Preconditioning an animal with low doses of endotoxin has been shown to induce endotoxin hyperresponsiveness, the so-called 'endotoxin tolerance'. The exact pathophysiological mechanism involved has still not been fully elucidated. It appears to represent an essential mechanism to prevent unreasonable expansion of inflammatory or indiscriminate immune and metabolic responses before specific antibodies are developed. Up to this study, no data were available about the effect of endotoxaemia with and without endotoxin preconditioning regarding regional metabolic monitoring by the microdialysis technique.
Materials and methods
Ten pigs (25 ± 8 kg) were randomly assigned to a control group (n = 5) and a pretreated group (n = 5) before endotoxaemia was induced. Pretreatment consisted of injecting incremental doses of endotoxin (SAE) on days 5–2 before the experiment ranging from 5 ng/kg on day 5, 10 ng/kg on day 4, 30 ng/kg on day 3 to 50 ng/kg on day 2. The control group received saline injections at the same time intervals. The day prior to the experiment, neither group received any injection.
The main findings of this study describe various metabolic consequences of endotoxin preconditioning prior to lethal endotoxin shock, but also the effects of endotoxaemia per se on local metabolism in three tissue compartments. This was only possible by using sequential microdialysis technique.
Molecules in the tissue (extracellular fluid) surrounding the microdialysis capillary diffuse through the semipermeable part of the capillary to the dialysate, which is pumped through the capillary. Changes in the concentrations of a substrate in the surrounding milieu are reflected by the concentration in the dialysate. Thereby, sampling of the dialysate at different time intervals, and subseqeuent analysis of the concentration, gives an idea of a substrate's concentration in the extracellular space over the observation time.

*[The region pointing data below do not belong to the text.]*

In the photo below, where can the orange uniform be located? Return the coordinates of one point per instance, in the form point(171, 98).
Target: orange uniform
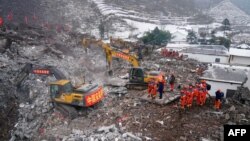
point(152, 89)
point(190, 96)
point(203, 97)
point(217, 104)
point(183, 101)
point(199, 97)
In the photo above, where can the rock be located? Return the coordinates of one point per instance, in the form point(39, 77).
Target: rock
point(106, 129)
point(183, 138)
point(77, 132)
point(119, 90)
point(227, 116)
point(30, 116)
point(161, 122)
point(21, 105)
point(130, 135)
point(205, 139)
point(232, 108)
point(231, 123)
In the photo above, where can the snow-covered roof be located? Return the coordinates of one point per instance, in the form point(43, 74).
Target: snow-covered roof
point(239, 52)
point(179, 36)
point(207, 49)
point(226, 72)
point(243, 46)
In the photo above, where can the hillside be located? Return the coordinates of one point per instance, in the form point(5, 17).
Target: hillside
point(227, 9)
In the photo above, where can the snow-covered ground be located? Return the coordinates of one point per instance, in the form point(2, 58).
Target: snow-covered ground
point(142, 23)
point(226, 9)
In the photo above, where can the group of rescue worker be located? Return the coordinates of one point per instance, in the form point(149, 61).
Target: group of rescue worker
point(199, 93)
point(192, 93)
point(173, 54)
point(155, 86)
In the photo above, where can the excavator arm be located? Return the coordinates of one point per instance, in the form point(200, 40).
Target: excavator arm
point(111, 53)
point(39, 70)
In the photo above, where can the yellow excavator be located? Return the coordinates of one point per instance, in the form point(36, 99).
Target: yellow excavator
point(63, 94)
point(138, 77)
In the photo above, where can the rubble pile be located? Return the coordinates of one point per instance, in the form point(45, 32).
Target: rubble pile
point(101, 134)
point(33, 110)
point(243, 95)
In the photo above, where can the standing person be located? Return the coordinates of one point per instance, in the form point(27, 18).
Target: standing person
point(218, 98)
point(190, 96)
point(183, 99)
point(1, 21)
point(152, 89)
point(171, 82)
point(161, 87)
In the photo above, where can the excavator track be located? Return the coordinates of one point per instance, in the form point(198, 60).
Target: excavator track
point(67, 110)
point(137, 86)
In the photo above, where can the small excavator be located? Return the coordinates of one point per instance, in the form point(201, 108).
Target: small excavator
point(138, 77)
point(63, 94)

The role of cellular metabolism during sepsis is a highly controversial issue. While some studies suggest that tissue blood flow is reduced during endotoxaemia (leading to cellular oxygen debt and, consequently, to anaerobic metabolism), other studies suggest the septic insult to be a cellular dysoxia.
Our data clearly confirm that endotoxaemia is accompanied by an increase in metabolism in various tissues and in systemic oxygen consumption.